The argument is that if the university doesn’t pay well enough, the president will just find a position at another university that pays better. The trend has already been for them to jump around a lot. If we want a good president, we have to shell out the big bucks and perks. That may be true, but there needs to be a limit.

If universities across the country worked together to lower the industry standard wages for their executives, the benefits would probably trickle down to many other areas of the school that could really use the funding right now. This seems like a radical idea, but these are radical times we are living in.

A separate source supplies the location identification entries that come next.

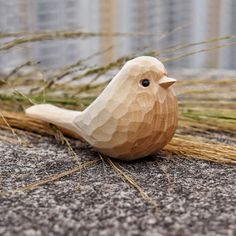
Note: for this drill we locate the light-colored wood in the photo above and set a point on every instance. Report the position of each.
(127, 121)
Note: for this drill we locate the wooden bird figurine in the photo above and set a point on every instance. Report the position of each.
(135, 115)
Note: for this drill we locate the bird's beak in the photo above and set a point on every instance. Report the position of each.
(166, 82)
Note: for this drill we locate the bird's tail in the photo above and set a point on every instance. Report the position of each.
(55, 115)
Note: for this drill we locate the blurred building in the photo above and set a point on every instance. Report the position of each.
(166, 24)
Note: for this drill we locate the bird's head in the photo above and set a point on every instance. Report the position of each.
(147, 75)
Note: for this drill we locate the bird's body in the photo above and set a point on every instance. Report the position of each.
(135, 116)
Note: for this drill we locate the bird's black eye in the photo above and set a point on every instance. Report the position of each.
(145, 82)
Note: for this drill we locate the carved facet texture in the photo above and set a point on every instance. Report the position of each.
(130, 119)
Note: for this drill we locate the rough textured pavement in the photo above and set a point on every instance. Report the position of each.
(193, 197)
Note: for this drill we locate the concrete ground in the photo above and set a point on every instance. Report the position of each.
(192, 197)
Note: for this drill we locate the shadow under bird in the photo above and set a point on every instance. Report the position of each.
(135, 115)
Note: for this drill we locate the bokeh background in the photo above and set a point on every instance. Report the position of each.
(143, 26)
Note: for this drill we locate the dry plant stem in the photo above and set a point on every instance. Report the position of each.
(198, 51)
(51, 178)
(127, 178)
(42, 36)
(18, 68)
(10, 128)
(19, 120)
(190, 146)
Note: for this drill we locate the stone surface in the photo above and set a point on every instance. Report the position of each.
(193, 197)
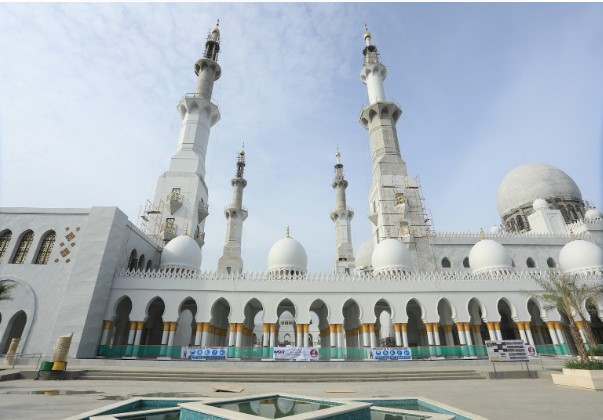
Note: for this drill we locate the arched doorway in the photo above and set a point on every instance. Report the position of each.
(121, 322)
(479, 329)
(14, 329)
(416, 331)
(319, 325)
(153, 327)
(286, 325)
(351, 321)
(508, 327)
(186, 325)
(447, 333)
(384, 328)
(219, 323)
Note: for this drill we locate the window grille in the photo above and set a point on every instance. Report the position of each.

Middle-class families are feeling financial burdens from all directions. President Barack Obama even called for universities to start cutting their own costs in his ‘State of the Union’ speech last week as a way to help these families. Along with health care costs, education costs are hitting the middle class pretty hard. All of this on top of the fact that middle class wages are not going up and most likely won’t be any time soon.

Wealth distribution in Oregon and in America is extremely unbalanced and the trend is anything but reversing. According to The Huffington Post, income inequality is at an all time high in this country. If the trend keeps up, soon even more money, and thus power, will be concentrated in a few people at the top. This is not only infuriating, but alarming as well. This struggle is far from over. Today’s college students are going to have to deal with this for a long time to come.

It is surely not easy to care as much about the shrinking middle class if you are not one of them. It says something about OUS presidents that they volunteered for this pay freeze, even though theirs are some of the lowest salaries in the country. But from where most of us stand, it’s pretty hard to swallow the obscene salaries of executives in the first place.